Last week a group of parents from my synagogue’s religious school gathered in my office with an important question about Hanukkah: How, they asked, can we make Hanukkah about more than just presents for our children?
For many parents, this is the key question–not the true meaning of Hanukkah, not how you light the candles, not even where you can find Tickle Me Elmo TMX. The fact is that for decades American Jews built up Hanukkah as the Jewish alternative to Christmas. and now we are victims of our own success.
Many school wintertime pageants feature a nominal Hanukkah “carol” along with the more numerous (and better) Christmas ones, Hanukkah decorations festoon the mall, and Hanukkah gift cards are available adjacent to the Christmas gift cards at the local Target and Bed, Bath & Beyond. This is progress?
In one manner of speaking, yes. Concerned about assimilation in the face of Christmas’ allure, American Jews have successfully positioned Hanukkah as a legitimate alternative (turning it in the process from a minor festival into one of the biggest holidays on many Jewish families’ calendar). If Hanukkah is a holiday about standing firm against the temptations of assimilation–as Rabbi Adin Steinsaltz asserts–then at one level, we have succeeded. At another level, of course, we’ve failed miserably. The Christmas against which Hanukkah was competing wasn’t the birth-of-Jesus version, but rather the how-many-gifts-can-we-stuff-under-the-tree version, so now Hanukkah is subject to the same materialism and excesses that my friends who are Christian clergy habitually bewail about Christmas this time of year.
Don’t get me wrong–presents are fun, and there’s nothing wrong with giving and getting them. But Christmas and Hanukkah are about more than gifts.

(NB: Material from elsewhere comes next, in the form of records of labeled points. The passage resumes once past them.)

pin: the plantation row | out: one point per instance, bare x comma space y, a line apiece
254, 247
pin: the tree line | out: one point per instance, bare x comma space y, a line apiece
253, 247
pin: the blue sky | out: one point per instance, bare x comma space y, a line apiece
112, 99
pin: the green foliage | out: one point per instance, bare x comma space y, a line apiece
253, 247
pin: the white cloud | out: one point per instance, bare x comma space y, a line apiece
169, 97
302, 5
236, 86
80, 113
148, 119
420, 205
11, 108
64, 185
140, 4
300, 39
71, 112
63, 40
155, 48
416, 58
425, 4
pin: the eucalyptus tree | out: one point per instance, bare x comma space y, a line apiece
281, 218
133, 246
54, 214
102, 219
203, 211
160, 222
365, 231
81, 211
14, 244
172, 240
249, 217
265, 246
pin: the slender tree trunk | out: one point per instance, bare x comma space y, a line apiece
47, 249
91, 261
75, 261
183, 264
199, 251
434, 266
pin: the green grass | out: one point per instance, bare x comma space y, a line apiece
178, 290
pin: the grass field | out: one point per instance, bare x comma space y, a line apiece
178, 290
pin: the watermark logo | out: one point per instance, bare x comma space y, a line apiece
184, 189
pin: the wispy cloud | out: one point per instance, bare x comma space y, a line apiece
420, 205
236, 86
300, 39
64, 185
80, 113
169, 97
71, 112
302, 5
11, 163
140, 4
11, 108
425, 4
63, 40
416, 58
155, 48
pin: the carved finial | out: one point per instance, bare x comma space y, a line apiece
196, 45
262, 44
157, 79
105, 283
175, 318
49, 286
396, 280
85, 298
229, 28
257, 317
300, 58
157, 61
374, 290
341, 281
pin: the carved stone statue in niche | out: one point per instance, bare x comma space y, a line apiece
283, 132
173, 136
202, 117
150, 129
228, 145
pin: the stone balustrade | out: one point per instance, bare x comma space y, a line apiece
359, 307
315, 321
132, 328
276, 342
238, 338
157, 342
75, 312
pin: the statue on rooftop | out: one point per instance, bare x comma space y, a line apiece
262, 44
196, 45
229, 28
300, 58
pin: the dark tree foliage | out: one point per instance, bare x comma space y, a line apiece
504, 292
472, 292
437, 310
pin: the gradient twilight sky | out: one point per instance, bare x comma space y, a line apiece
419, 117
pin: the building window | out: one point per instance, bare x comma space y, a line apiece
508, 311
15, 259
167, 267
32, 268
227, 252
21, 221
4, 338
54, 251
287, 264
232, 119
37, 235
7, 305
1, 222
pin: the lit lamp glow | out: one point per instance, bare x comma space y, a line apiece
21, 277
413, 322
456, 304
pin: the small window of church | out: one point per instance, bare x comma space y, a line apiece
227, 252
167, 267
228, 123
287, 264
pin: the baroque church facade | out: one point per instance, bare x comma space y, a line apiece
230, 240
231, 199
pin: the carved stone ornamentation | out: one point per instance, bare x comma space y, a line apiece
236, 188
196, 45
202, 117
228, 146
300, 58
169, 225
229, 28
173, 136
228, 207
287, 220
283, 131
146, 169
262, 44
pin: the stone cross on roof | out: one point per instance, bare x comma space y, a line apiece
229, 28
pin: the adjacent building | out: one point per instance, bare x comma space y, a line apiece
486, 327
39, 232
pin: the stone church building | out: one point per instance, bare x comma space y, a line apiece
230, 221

In my office, parents shared various ideas for connecting their children to a deeper message for Hanukkah–from giving tzedakah (charitable donations) each night when lighting the candles, to sharing nightly readings such as those created by Mazon that focus us on those in need, to planning family celebrations that don’t center around swapping gifts, to having each child light his or her own Hanukkiah to proclaim the miracle, to telling the story of hope growing in the darkness.
Ultimately, Hanukkah is about spreading light, and perhaps we can find additional ways to inject this message into our celebration this year. So long as Hanukkah’s main raison d’être remains to be an alternative gift-giving festival to Christmas, it’s all going to be about the Elmos.